Он лежал, смотрел в потолок, и ему казалось, что перед ним поле, уходящее к горизонту. Все в одуванчиках громадных, как луны. Среди одуванчиков конь. На коне Нинка.

Он лежал не шевелясь, не дыша, чтобы подольше сохранить эту картину в воспаленной сетчатке глаз, а когда она все же исчезла, вытесненная красными вращающимися кругами, он почувствовал, как теплеют пальцы.

В комнату постучали.

— Заходите, — сказал он, полагая, что это соседка, что она несет ему чай.

В дверях образовался абитуриент Алик. Или Толик?

— Это ты? — сказал Васька. — Заходи, не бойся. — Васька повернул голову к абитуриенту, переливая боль в левый висок, как в воронку. — Как тебя зовут-то? Ну?

— Сережей меня зовут, — сказал абитуриент. — Галкин я.

Васька прищурился, уплотнил этого Сережу Галкина в своем зрении, а то он был слишком расплывчат и зыбок.

— Слышишь, Сережа, насчет матроса ты прав был. В основном прав. По существу. А насчет меня ты ошибся. Я Маню не люблю. У нас с нею дружба была. Понял?

— А сейчас нету?

— Сейчас нету. Раздружился я с ней. Принципиально и полностью.

Сережа вдруг побелевшими пальцами забрал со стола стакан и хватил его об пол. Глаза побежали-побежали по комнате.

— Больше ничего бить не нужно, — сказал Васька. — Ты что, Маню до института знал?

— Мы с ней в одном классе учились.

— Иди ты.

Сережа сел к столу, зло спихнул со стола бутылку.

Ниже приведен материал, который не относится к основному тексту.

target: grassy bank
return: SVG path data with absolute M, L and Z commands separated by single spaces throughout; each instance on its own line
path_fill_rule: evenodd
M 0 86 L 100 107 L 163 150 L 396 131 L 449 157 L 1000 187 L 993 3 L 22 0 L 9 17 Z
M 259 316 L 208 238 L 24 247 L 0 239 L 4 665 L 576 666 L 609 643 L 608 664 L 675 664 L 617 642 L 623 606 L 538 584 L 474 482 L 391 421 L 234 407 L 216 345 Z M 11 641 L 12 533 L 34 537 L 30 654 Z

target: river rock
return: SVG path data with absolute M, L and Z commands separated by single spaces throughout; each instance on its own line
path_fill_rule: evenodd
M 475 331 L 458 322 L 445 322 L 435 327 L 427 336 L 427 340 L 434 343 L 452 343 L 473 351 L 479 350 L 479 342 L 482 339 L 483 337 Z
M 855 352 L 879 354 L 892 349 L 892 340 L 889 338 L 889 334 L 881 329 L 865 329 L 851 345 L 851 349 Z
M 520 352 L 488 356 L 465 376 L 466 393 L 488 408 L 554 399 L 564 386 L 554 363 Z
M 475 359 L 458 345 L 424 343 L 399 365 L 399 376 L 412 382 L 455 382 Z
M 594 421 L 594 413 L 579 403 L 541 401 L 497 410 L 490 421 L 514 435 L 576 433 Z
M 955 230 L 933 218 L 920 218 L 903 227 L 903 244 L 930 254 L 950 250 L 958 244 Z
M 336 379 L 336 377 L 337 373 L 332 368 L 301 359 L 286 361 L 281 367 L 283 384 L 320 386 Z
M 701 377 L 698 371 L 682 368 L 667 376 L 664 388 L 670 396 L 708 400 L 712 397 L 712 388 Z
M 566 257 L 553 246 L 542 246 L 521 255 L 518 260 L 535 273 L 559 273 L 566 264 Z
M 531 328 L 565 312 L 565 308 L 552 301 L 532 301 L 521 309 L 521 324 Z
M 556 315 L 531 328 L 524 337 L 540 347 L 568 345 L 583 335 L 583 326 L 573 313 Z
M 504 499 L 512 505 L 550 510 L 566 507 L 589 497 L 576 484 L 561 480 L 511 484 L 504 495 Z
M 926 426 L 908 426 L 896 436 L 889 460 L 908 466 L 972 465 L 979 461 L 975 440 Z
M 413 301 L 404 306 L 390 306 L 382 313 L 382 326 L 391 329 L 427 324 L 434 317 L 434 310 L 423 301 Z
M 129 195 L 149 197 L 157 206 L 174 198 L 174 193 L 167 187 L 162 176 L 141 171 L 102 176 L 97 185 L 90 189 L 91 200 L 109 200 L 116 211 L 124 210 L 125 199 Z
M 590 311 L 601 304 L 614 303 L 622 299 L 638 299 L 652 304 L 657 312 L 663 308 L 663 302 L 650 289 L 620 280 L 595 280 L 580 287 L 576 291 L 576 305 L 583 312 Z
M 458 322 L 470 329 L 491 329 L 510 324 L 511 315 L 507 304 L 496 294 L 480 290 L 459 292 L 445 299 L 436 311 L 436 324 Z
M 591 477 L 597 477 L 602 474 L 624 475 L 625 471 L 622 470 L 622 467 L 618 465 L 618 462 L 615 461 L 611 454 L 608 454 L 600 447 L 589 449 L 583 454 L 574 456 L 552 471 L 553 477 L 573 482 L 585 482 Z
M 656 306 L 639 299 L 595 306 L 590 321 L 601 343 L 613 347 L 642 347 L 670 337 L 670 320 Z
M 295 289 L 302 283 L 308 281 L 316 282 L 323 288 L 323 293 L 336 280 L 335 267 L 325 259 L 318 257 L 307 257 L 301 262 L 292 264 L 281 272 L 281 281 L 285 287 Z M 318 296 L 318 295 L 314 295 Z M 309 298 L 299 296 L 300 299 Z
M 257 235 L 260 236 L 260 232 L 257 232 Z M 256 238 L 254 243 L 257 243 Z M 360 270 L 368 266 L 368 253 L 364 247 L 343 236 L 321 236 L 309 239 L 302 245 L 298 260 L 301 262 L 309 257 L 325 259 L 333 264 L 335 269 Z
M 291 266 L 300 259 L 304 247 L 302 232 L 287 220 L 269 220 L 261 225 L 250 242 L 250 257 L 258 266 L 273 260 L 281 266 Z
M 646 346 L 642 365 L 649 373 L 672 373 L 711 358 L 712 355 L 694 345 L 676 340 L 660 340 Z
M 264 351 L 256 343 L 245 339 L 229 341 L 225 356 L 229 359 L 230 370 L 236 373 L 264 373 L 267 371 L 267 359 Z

— Она с вами, негодяи, пить начала, с вами — фронтовиками. До этого она была нормальная.

— Ну и ну, — сказал Васька. — Да она тебя года на три постарше будет, а?

— Она только толще, — сказал Сережа. — Ну и старше, конечно, теперь. В определенном смысле. Танкисты! Матросы! Портосы!

Васька снова уставился в потолок, силясь вообразить одуванчиковое поле, но поле воображалось известковое, мертвое. Сережа Галкин Ваське нравился, и, как полоска света над дверью, возникло у Васьки мнение, что теперь он не будет таким одиноким. Теперь он этого Сережу хоть накормит досыта.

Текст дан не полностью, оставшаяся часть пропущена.